Shelby’s mundane, repetitive existence, living alone with her mum, whose over-protectiveness feels less like a safety blanket and more like something which is strangling Shelby as the book progresses, is shattered when she is hit by a car of a Friday afternoon. She had just wandered out of the library (as per usual), having visited a section on Native Americans (out of the blue) – this felt slightly contrived to me, as though Nick Lake couldn’t quite conjure up a plausible explanation as to why she’d never visited this area before – and been handed a copy of the original, dark Grimm’s fairytales by rare male influence and inevitable heartthrob Mark.
Somewhat unexpectedly, a coyote then turns up to tell her there will be two lies, and, ominously, “then there will be the truth”.
We then accompany Shelby as she embarks on two parallel journeys – one with her mother, out of the town she knows for the first time in years, and one, while apparently sleeping, into the timeless ‘Dreaming’. This is the world of pre-European American myth, but with undertones of all fantasy and fairy tales. Ironically, the ‘Dreaming’ is far more vivid than anything described before – not just because Shelby, who is deaf, can hear everything here (this certainly helps to intensify some of the threatening sequences involving wolves). It is constantly left to the reader to decide whether the Dreaming is in some sense real; whether it is in fact ‘just a dream’ after all; or whether this is somehow Shelby internalising what is going on in the real world.
The real world, to its credit, offers no more security or reassurance. Is Shelby’s mother really as protective as she appears, or has she in fact kidnapped her daughter? What are lies and what is the truth?
As the story zig-zags between the Dreaming and Shelby and her mother’s road trip, I occasionally found myself frustrated that Nick Lake repeatedly used the idea of ‘Shelby woke up’ to leave the action on a convenient cliff-hanger. However, this is a slow burning thriller, and if you stick with it the parallels between the Dreaming and everything else are slowly teased out.
Nick Lake has clearly put a lot of thought into how his prose appears on the page – the fact that Shelby is deaf has enabled him to have some fun with this. At the start of the novel, everyone else’s speech is written in italics – except for Shelby’s – which gives it a silvery, not-quite-real feel; given the theme of lies and deception it also automatically throws anything anyone else says into question. When the coyote speaks to her, its dialogue is not enclosed with speech marks, and is not italicised, giving it an air of dependency. Within the Dreaming itself, everyone speaks without italics, which adds to the surreal sense that the Dreaming is somehow more vivid and real than the ‘real world’ itself.
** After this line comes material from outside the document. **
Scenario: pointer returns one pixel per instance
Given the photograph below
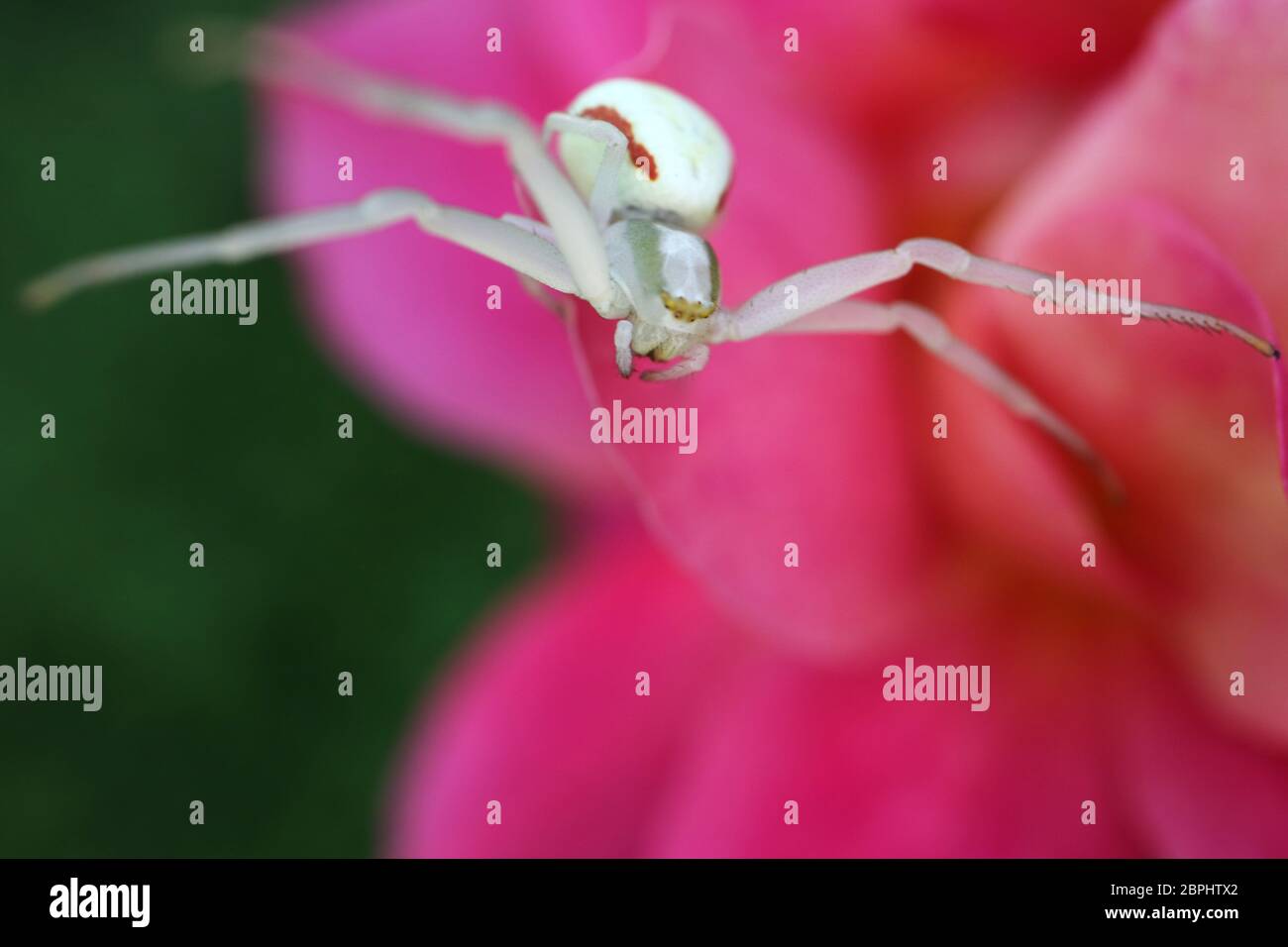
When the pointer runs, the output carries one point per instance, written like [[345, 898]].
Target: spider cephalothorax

Chapters set in the Dreaming are separated from chapters set in the real world by a page containing just a single line of text, which acts as a bridge and, vividly, in a few short words, conveys how she travels from one reality to the next (“I’M SCATTERED LIKE THE STARS”). Not to give too much away, but when Shelby discovers that someone is not quite who she thinks she is, she starts to enclose her name in brackets, reflecting her own mental compartmentalising of what is happening to her.
I also enjoyed how Nick Lake slyly subverts the clichés and conventions of the genre of ‘coming of age’. The very end of the novel features a fairly major revelation – one which some readers may have been suspecting for some time – which changes the reader’s understanding of everything which has happened so far. However, what easily could have descended into a solemn, preachy sound bite is effortlessly and playfully undermined by Shelby’s sarcastic “But. But PLOT TWIST”.
This story uses many tried and tested tropes – an absent, mysterious father; portentous dreams; a bookish teenager plunged into the kind of adventure they have only read about – and puts a frequently entertaining and original spin on them.
Overall, I suspect that many people my age and older will enjoy this often heart-stoppingly exciting, insightful story, which will leave more than a little sense of the uncanny lingering in their minds for some time to come.